Carlos Gual, an instructor in COHPA’s Athletic Training Program, collaborated with Christopher Blackwell, an associate professor in the College of Nursing, to come up with the curriculum for the training.
“The AT program director reached out to me and asked if I’d be interested in partnering with Athletic Training to conduct an IPE simulation with their students and the Adult-Gerontology Acute Care Nurse Practitioner students,” said Blackwell, who is an advanced practice nurse and holds a PhD in public affairs. “And I said yes.”
“It was great,” added Gual. “You could see the eyes on both sides opening up and appreciating what the other side of the profession does.”
Gaul selected students from the newest athletic training cohort to give them a chance to practice their newfound knowledge.
Junior Alaina Locus is one of the athletic training students who attended and appreciated the opportunity.
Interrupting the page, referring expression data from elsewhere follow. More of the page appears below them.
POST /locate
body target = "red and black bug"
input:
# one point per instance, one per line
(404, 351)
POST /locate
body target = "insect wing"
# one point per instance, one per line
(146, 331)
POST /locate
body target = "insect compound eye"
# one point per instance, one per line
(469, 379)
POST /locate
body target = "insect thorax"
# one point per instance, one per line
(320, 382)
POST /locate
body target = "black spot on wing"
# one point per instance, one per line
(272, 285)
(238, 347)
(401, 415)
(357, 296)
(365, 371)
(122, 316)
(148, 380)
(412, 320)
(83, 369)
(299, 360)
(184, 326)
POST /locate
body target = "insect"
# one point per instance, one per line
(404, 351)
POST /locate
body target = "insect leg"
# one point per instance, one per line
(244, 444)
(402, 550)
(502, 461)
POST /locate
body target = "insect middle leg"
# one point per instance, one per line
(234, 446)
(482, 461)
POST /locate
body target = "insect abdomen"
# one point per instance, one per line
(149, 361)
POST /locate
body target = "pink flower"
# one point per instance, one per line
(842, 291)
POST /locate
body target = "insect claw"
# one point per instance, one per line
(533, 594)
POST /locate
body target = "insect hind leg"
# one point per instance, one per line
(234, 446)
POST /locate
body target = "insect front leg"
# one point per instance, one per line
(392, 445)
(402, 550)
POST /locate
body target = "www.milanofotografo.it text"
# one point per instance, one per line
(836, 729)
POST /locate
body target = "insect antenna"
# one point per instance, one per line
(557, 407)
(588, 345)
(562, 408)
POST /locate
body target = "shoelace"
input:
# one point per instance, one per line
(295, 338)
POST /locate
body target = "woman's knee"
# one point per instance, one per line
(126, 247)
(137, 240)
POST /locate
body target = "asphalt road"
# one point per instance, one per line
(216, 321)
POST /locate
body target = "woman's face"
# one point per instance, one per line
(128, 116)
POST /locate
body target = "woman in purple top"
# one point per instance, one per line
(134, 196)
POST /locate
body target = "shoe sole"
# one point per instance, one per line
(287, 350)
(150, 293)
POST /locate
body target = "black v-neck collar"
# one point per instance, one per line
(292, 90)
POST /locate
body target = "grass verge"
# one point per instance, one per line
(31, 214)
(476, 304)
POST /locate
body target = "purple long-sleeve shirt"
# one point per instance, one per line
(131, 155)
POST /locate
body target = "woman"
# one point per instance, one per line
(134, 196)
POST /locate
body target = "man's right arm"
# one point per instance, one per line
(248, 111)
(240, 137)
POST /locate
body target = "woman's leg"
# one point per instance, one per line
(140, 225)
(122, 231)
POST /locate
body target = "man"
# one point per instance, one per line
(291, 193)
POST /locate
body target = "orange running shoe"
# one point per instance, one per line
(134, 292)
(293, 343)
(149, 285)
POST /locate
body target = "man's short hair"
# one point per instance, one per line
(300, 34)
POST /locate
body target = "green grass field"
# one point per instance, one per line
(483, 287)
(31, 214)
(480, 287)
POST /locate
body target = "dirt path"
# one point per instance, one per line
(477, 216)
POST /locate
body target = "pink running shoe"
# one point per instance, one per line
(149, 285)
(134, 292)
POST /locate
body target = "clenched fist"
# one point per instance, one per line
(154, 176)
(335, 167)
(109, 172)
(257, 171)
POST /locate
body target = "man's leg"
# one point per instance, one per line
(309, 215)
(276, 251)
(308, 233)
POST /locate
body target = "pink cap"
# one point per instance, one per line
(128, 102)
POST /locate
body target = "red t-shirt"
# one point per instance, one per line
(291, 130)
“It gave me an opportunity to review the stuff we just learned, so I could be better prepared to do this in the real world,” she said.
Jenn Leuzinger, a nursing student, thought it was a great opportunity to learn and simultaneously practice what was being taught in the classroom.
“This event was beneficial due to its well-planned format: an overview provided at the beginning, the opportunity to apply proper technique and management in a variety of scenarios, followed by a debriefing of each one along with some feedback,” she said. “Although the scope of information provided is specific, the importance of it in regards to injury prevention is significant.”
Gual said the success of the program has prompted him to consider hosting the event annually. “To be put in a setting to know what happens when the patient leaves you, it better equips you for the situation.”
Both Locus and Leuzinger agreed that they would participate in similar trainings again. “It gives you a different perspective and a different learning environment to put your skills to the test,” Locus added.